# First Handling Class



## Rockporters (Jan 14, 2010)

Jasper and I took our first handling class yesterday. We were having a lot of fun until Jas got sidetracked by a tooth fiasco. Poor baby! We're not sure what happened exactly but suspect that a piece of treat got stuck under a loose tooth. We tried and tried to find the source of discomfort to no avail. It took a while but eventually the problem resolved itself and we were back in business.

The handling instructor was a wonderful teacher. She's very experienced in the show ring and is an AKC match judge. Jasper looked great and was a natural with gait, baiting, stacking. I, on the other hand, looked like... a goober :withstupid:. Now I remember why I used to forge notes to get out of gym class LOL. We have lots to practice before the next class.

Thanks to all who encouraged us to give this a try!
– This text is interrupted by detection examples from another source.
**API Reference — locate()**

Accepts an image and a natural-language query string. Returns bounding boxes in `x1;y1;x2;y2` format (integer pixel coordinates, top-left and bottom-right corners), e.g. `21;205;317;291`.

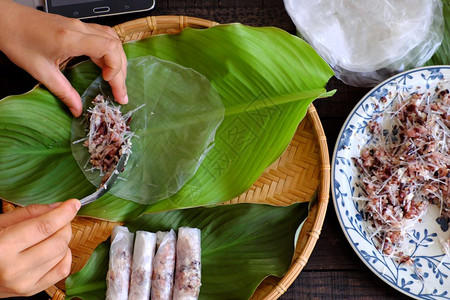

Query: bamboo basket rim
3;15;331;300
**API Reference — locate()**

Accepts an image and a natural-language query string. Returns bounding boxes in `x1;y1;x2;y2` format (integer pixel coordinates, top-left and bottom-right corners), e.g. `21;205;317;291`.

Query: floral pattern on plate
331;66;450;300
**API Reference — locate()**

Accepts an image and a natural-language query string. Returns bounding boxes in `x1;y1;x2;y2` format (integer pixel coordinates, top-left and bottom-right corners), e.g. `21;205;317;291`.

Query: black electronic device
45;0;155;19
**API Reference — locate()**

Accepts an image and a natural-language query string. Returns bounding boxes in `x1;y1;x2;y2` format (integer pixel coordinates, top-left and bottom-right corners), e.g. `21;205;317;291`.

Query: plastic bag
284;0;444;86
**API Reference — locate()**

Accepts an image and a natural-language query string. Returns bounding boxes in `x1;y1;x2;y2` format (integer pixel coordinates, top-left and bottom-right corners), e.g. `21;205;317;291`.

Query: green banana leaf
425;1;450;66
0;24;334;221
66;203;308;300
71;56;225;204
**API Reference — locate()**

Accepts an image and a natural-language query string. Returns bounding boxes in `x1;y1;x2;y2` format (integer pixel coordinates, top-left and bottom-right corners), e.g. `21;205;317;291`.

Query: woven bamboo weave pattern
3;16;330;300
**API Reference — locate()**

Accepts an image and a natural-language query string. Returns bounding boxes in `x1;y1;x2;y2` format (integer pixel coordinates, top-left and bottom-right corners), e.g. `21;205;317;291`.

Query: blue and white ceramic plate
331;66;450;300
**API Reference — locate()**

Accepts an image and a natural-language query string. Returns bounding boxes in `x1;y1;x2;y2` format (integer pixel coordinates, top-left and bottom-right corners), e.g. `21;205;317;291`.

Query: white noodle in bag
106;226;134;300
173;227;202;300
151;230;177;300
128;231;156;300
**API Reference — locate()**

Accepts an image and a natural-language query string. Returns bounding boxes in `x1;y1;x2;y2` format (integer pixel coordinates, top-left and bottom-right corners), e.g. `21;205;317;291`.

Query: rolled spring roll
156;231;169;249
128;231;156;300
106;226;134;300
151;230;177;300
173;227;202;300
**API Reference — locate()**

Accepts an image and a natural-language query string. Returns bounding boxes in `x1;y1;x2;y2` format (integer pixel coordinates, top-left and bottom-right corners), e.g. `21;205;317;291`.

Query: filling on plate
353;87;450;262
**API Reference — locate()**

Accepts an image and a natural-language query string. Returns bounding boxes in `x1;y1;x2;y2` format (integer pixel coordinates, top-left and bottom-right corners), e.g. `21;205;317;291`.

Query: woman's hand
0;0;128;117
0;199;80;298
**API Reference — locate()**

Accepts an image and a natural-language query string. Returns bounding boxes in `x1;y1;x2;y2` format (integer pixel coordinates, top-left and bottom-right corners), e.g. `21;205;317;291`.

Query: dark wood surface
0;0;407;300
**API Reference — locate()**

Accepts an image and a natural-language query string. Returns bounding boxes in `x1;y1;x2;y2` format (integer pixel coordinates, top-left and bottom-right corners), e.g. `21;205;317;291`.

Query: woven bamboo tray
3;16;330;300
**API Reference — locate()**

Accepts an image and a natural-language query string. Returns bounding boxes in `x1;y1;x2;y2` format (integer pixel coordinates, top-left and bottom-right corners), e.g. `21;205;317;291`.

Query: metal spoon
80;151;129;206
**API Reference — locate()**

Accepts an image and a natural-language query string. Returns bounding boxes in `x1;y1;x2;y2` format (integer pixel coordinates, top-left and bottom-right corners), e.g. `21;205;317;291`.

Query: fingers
38;65;82;117
90;39;128;104
19;224;72;273
0;202;61;227
0;199;81;251
72;24;128;104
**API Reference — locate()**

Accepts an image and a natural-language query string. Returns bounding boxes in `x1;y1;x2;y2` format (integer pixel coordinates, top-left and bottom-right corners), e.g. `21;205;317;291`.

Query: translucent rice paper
106;226;134;300
150;229;177;300
72;56;224;204
128;230;156;300
284;0;443;86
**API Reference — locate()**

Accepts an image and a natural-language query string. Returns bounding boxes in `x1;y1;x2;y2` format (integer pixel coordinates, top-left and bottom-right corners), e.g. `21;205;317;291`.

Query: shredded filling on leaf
83;95;133;184
353;83;450;263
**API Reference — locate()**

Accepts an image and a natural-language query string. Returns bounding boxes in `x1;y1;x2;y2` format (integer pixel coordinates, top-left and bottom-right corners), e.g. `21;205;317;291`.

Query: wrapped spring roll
128;231;156;300
173;227;202;300
106;226;134;300
151;230;177;300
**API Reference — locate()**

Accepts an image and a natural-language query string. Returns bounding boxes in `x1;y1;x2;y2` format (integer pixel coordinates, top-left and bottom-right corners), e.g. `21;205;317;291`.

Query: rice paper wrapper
128;231;156;300
151;230;177;300
106;226;134;300
284;0;444;86
71;56;225;204
173;227;202;300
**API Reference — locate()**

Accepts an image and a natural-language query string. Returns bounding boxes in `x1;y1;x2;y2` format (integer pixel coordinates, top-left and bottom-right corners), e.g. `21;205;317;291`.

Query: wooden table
0;0;407;300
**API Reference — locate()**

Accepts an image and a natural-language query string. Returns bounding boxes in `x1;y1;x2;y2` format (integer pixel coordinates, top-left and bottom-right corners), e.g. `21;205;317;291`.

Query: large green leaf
425;1;450;66
72;56;225;204
0;24;333;220
66;203;308;300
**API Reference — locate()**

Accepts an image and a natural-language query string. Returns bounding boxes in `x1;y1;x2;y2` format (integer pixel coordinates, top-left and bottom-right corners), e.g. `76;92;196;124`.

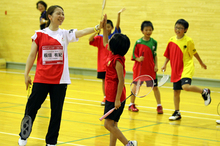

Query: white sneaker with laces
18;138;27;146
169;111;181;121
202;88;211;106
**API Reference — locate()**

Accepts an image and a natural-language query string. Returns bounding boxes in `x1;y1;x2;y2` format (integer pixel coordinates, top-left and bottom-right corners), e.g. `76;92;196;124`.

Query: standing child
89;8;125;106
128;21;163;114
161;19;211;121
103;15;137;146
36;1;48;29
18;5;102;146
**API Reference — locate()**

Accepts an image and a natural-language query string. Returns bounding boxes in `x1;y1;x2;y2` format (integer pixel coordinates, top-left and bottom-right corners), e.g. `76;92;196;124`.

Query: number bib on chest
42;45;64;65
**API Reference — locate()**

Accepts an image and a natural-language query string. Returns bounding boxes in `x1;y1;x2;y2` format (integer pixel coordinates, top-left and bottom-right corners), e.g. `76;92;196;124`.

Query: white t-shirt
31;27;79;84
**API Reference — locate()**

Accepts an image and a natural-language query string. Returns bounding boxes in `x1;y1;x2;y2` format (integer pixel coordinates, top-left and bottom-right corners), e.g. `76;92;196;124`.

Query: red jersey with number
164;35;197;82
31;28;78;84
131;38;157;79
105;49;126;102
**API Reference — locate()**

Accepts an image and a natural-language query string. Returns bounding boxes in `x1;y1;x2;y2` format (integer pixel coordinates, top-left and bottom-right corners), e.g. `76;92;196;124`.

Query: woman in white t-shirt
18;5;103;146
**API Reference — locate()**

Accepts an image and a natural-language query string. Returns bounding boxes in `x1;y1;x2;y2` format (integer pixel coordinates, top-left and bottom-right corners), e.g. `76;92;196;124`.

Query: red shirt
105;51;126;102
89;35;109;72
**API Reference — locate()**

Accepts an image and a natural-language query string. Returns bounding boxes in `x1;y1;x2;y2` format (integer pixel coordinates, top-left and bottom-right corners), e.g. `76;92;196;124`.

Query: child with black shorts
103;15;137;146
161;19;211;121
89;8;125;106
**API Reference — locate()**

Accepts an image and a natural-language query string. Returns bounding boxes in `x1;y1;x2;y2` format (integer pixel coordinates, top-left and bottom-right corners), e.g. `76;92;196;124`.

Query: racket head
217;102;220;116
130;75;154;98
158;70;170;87
20;115;32;139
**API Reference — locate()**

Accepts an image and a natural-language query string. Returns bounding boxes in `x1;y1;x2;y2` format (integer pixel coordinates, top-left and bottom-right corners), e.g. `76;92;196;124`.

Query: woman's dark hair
109;33;130;56
36;1;47;10
46;5;64;26
141;21;154;31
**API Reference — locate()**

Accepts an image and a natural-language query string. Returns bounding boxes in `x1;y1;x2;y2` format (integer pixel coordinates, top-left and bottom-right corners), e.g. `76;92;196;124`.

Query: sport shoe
101;98;106;106
169;111;181;121
202;88;211;106
126;140;137;146
157;106;163;114
18;138;27;146
128;104;139;112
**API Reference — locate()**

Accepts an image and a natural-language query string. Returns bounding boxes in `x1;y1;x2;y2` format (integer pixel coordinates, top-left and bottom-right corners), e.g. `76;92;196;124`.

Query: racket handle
99;108;115;121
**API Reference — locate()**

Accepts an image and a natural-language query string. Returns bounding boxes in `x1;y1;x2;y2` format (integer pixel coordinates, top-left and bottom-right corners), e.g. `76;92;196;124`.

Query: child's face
174;24;187;38
37;3;45;12
48;7;65;25
142;26;153;38
106;23;113;35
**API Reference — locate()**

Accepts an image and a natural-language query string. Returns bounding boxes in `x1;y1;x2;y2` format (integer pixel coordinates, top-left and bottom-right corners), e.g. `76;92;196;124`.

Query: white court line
0;132;85;146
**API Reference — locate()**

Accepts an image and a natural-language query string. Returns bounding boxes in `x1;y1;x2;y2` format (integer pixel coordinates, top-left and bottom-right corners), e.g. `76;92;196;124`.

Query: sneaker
157;106;163;114
18;138;27;146
202;88;211;106
169;111;181;121
128;104;139;112
126;140;137;146
101;98;106;106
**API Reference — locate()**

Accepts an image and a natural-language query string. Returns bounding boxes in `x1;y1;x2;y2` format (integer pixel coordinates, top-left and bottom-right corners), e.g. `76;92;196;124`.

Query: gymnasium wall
0;0;220;79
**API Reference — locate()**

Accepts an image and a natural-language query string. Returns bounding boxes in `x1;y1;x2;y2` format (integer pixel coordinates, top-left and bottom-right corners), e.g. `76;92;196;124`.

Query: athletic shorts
173;78;192;90
104;100;125;122
133;79;158;87
97;72;106;79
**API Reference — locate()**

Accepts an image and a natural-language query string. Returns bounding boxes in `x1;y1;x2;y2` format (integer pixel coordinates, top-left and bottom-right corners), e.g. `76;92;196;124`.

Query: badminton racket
158;70;169;87
21;84;32;139
135;52;144;94
101;0;106;20
99;75;154;121
217;102;220;116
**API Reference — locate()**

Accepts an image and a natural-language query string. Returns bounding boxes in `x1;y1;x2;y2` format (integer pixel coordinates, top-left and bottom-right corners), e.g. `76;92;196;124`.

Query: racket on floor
99;75;154;121
158;70;169;87
21;84;32;139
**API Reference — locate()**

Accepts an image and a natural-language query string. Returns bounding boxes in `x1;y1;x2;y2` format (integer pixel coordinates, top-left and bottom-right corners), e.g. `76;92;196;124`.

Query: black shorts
173;78;192;90
104;100;125;122
97;72;106;79
133;79;158;87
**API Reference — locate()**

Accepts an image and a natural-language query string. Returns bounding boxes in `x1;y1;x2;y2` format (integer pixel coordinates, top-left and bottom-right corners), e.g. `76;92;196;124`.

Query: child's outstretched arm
194;53;207;69
116;8;125;30
115;61;124;109
89;32;98;42
161;58;170;71
103;14;108;47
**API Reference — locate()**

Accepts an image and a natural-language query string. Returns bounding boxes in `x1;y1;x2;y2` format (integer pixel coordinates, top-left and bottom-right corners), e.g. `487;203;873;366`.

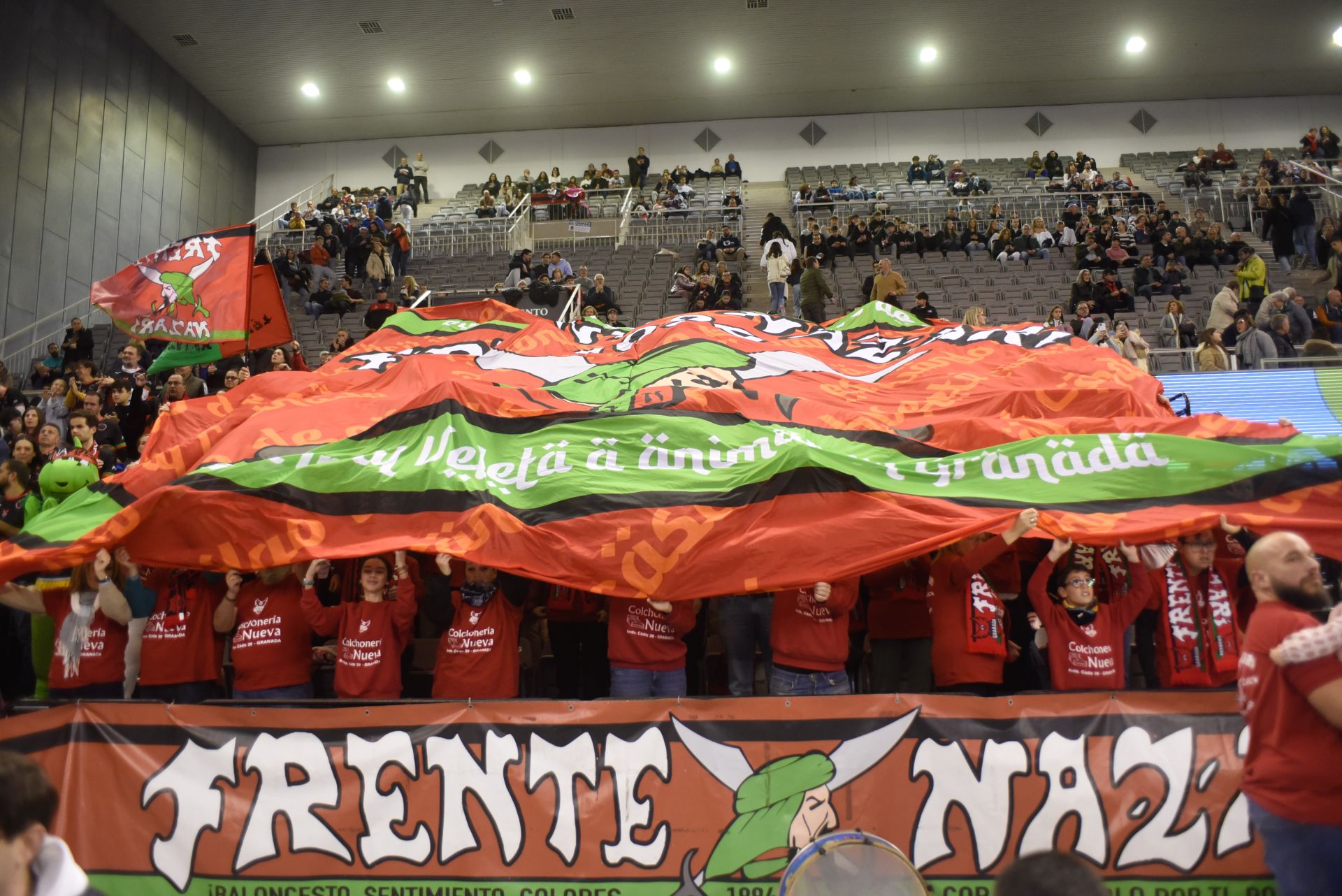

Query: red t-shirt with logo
1027;556;1151;691
232;575;312;691
301;577;419;700
41;577;129;689
433;589;522;700
1239;601;1342;825
140;570;224;686
605;597;694;672
928;535;1009;687
769;578;859;672
862;556;931;640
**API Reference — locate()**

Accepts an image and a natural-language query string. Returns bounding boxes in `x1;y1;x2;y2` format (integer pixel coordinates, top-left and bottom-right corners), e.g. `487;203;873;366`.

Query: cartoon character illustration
136;254;219;318
671;709;918;896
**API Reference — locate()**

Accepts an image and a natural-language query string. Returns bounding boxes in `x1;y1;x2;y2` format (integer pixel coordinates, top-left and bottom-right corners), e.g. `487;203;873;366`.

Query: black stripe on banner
0;700;1244;753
I'm going to start a separate post asking about show leads and other supplies.


----------



## thestars (May 2, 2009)

Good Luck and keep up the good work. Be very careful when training while teething. It could ruin the dog. George recommended against training during teething.


----------



## neVar (Dec 25, 2009)

don't worry- you'll feel more comfortable shortly- my first drop in class i was sure i was an idiot- we had 3? before our first show- and did good at thes how


----------



## Rockporters (Jan 14, 2010)

Interesting. Why it would ruin the dog?


----------